We've taken a slow-cook classic--pork and greens--and sped it up while retaining lots of flavor. Leftovers are great the next day, layered on rye bread.
4 bone-in pork chops, each 7 oz. and 1/2 in. thick
1 1/2 teaspoons kosher salt, divided
1/2 teaspoon pepper
6 tablespoons canola oil, divided
2 large shallots, thinly sliced
1 bunch collards or kale (about 12 oz.) or other sturdy greens, tough stems and ribs removed; coarsely chopped
1/3 cup red wine vinegar
1/4 cup vegetable broth
1 tablespoon sugar
1 tablespoon coarse-ground mustard
1 tablespoon honey mustard
1 tablespoon apricot jam
1 1/2 teaspoons fennel seeds, crushed
How to Make It
Preheat broiler. Season pork with 1/2 tsp. salt and the pepper; set aside.

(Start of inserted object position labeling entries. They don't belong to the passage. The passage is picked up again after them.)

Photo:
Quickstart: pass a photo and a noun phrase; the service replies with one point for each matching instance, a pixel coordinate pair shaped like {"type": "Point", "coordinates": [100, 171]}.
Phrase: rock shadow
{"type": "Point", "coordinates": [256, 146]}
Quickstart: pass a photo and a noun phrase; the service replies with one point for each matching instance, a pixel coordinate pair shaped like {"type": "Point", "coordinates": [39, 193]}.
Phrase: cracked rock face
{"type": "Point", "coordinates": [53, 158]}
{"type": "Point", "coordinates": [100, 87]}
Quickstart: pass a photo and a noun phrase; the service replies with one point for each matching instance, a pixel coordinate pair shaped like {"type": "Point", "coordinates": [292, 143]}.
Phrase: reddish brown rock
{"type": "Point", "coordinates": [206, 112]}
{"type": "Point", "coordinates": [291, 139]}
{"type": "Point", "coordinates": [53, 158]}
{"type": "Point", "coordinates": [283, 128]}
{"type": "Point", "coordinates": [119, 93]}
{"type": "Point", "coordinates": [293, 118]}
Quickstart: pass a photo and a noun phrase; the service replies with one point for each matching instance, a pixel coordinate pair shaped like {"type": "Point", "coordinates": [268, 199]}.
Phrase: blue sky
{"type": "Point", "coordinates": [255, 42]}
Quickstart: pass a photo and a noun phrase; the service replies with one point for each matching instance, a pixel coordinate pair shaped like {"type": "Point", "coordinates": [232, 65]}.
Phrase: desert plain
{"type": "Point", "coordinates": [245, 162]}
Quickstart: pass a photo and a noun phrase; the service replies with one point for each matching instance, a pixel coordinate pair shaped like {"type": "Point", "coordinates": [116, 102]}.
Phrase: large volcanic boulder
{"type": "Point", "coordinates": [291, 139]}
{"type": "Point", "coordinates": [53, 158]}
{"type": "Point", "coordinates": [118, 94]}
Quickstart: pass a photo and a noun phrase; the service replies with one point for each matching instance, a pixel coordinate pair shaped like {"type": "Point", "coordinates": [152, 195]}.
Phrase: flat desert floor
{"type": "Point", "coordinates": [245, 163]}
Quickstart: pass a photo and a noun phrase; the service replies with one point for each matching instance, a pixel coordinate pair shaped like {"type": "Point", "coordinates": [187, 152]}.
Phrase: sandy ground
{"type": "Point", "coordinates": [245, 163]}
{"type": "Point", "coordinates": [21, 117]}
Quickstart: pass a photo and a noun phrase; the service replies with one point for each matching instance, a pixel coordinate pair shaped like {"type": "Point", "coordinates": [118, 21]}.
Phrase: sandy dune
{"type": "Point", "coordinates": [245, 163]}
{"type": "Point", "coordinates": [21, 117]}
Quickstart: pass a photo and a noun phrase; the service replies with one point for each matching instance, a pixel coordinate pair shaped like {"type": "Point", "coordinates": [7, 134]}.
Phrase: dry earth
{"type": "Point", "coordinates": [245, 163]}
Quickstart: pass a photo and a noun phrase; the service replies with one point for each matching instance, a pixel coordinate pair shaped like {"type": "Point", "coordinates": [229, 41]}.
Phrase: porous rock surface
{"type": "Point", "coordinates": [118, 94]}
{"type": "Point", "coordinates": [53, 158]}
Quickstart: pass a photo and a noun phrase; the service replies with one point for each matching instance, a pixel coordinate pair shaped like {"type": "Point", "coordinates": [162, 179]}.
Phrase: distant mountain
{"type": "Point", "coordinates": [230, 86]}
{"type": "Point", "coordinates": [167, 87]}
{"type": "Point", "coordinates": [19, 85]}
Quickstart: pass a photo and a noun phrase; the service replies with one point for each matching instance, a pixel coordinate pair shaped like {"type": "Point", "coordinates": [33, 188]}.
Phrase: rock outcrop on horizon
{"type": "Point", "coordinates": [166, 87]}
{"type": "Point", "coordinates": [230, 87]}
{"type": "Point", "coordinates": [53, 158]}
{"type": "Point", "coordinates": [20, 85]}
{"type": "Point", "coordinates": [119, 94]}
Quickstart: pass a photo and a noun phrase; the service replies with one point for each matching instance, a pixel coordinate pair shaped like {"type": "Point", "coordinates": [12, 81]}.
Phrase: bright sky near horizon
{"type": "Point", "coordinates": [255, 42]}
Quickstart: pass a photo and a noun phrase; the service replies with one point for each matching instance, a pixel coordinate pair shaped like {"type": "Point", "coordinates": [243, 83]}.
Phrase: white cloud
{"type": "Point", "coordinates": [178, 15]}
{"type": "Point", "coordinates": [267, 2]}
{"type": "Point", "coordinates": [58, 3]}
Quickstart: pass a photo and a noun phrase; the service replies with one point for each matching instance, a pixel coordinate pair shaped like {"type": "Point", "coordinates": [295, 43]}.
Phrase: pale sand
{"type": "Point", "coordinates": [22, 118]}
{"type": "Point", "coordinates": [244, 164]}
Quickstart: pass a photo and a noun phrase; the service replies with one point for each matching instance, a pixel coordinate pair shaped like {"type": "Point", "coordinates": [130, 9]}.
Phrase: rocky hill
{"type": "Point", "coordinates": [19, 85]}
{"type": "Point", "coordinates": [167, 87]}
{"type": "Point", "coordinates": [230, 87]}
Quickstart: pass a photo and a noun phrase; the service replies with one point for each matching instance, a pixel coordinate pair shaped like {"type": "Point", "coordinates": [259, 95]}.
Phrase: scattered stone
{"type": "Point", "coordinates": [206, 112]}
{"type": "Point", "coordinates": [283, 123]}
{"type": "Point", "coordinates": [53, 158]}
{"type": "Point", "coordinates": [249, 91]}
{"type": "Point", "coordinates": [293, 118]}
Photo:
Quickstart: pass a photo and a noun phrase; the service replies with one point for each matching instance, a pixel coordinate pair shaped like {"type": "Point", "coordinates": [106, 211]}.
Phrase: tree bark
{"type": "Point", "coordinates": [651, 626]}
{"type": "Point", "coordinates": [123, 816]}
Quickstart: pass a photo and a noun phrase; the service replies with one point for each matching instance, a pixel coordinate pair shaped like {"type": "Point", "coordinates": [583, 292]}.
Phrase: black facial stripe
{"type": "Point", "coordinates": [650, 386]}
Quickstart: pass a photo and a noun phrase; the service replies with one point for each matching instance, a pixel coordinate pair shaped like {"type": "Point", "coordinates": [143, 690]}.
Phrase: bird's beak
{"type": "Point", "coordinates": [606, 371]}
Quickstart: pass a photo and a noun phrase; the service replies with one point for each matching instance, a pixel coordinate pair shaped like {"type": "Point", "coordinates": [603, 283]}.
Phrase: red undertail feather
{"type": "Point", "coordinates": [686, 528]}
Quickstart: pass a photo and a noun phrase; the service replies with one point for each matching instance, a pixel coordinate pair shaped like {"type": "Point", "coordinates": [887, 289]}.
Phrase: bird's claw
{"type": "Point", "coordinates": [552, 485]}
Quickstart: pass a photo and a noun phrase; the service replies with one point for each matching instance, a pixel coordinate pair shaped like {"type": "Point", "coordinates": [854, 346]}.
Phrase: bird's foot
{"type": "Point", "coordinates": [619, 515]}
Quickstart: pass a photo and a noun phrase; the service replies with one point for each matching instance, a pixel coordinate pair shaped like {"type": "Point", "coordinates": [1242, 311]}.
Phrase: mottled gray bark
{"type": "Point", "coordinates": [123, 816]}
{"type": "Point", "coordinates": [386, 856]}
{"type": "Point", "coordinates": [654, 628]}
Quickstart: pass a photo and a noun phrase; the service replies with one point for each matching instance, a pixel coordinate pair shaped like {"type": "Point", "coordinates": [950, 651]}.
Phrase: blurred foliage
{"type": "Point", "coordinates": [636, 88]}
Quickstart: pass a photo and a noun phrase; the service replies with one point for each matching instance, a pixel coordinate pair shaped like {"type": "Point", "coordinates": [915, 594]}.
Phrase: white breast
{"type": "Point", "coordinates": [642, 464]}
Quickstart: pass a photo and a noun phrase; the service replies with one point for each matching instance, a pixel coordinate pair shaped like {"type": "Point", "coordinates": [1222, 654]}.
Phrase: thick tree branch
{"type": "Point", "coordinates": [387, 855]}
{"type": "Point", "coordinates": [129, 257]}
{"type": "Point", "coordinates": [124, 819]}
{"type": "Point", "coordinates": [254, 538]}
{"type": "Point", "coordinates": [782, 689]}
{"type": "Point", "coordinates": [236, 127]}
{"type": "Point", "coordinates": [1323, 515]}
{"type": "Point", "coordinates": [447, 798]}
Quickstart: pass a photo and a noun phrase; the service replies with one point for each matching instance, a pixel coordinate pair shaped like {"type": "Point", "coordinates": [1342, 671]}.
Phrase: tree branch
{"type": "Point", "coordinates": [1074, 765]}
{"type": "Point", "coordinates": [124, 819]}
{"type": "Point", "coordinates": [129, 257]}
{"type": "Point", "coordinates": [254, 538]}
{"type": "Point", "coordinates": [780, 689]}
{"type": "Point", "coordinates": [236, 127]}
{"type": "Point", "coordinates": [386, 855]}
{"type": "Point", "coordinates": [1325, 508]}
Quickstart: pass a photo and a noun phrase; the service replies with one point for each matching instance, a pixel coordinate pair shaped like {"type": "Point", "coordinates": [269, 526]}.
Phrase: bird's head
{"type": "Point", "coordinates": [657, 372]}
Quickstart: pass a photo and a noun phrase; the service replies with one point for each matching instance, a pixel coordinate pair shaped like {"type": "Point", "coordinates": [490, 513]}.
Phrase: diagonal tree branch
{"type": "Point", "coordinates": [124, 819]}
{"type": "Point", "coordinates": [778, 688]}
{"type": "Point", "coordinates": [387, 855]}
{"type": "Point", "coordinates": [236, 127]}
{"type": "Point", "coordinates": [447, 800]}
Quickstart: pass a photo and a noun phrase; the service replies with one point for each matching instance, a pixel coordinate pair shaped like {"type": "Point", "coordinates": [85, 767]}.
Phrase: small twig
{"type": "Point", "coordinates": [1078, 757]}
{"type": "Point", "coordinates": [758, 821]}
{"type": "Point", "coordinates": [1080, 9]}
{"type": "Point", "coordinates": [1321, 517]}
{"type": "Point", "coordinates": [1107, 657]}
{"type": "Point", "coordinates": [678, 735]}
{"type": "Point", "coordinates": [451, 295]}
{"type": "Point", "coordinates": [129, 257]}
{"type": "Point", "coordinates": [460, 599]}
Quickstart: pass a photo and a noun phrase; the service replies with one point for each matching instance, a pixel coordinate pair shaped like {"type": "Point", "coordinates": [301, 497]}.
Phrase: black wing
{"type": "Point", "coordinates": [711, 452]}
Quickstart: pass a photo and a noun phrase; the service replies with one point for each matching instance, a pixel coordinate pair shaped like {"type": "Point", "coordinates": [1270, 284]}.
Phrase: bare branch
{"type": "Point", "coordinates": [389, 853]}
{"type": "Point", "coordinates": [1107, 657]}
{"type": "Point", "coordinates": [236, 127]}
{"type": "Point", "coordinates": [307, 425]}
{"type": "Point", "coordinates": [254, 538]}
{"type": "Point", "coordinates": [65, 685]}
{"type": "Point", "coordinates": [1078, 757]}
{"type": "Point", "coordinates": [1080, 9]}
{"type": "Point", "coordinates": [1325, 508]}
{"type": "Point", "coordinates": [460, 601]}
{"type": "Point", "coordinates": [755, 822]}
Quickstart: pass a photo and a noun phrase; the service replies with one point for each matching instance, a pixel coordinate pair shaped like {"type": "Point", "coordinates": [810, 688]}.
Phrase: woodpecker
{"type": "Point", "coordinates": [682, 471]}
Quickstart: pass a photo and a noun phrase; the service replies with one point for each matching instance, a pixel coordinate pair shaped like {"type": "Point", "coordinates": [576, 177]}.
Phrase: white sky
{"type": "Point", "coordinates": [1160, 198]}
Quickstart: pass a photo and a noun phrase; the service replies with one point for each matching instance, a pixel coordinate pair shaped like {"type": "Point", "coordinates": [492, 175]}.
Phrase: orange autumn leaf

Heat 2 tbsp. oil in a large frying pan over medium heat. Add shallots and cook, stirring often, until caramelized, 7 to 8 minutes. Transfer shallots to a small bowl. Add 2 tbsp. oil to pan and increase heat to medium-high. Add greens and cook until wilted, 2 to 3 minutes. Stir in vinegar, broth, sugar, and remaining 1 tsp. salt. Reduce heat to medium and cook, partially covered, until greens are tender, about 10 minutes.
Meanwhile, mix mustards, jam, and fennel seeds in a small bowl. Heat remaining 2 tbsp. oil in a large ovenproof frying pan over medium-high heat. Sear pork until browned on one side, about 3 minutes. Remove frying pan from heat, turn pork over, and spread mustard mixture over browned side. Broil until pork is just cooked through (145°), 2 to 3 minutes.
Serve pork, mustard side up, with greens on the side. Pour any pan juices over pork chops and garnish pork and greens with shallots.
Recipe is gluten-free when made with gluten-free broth.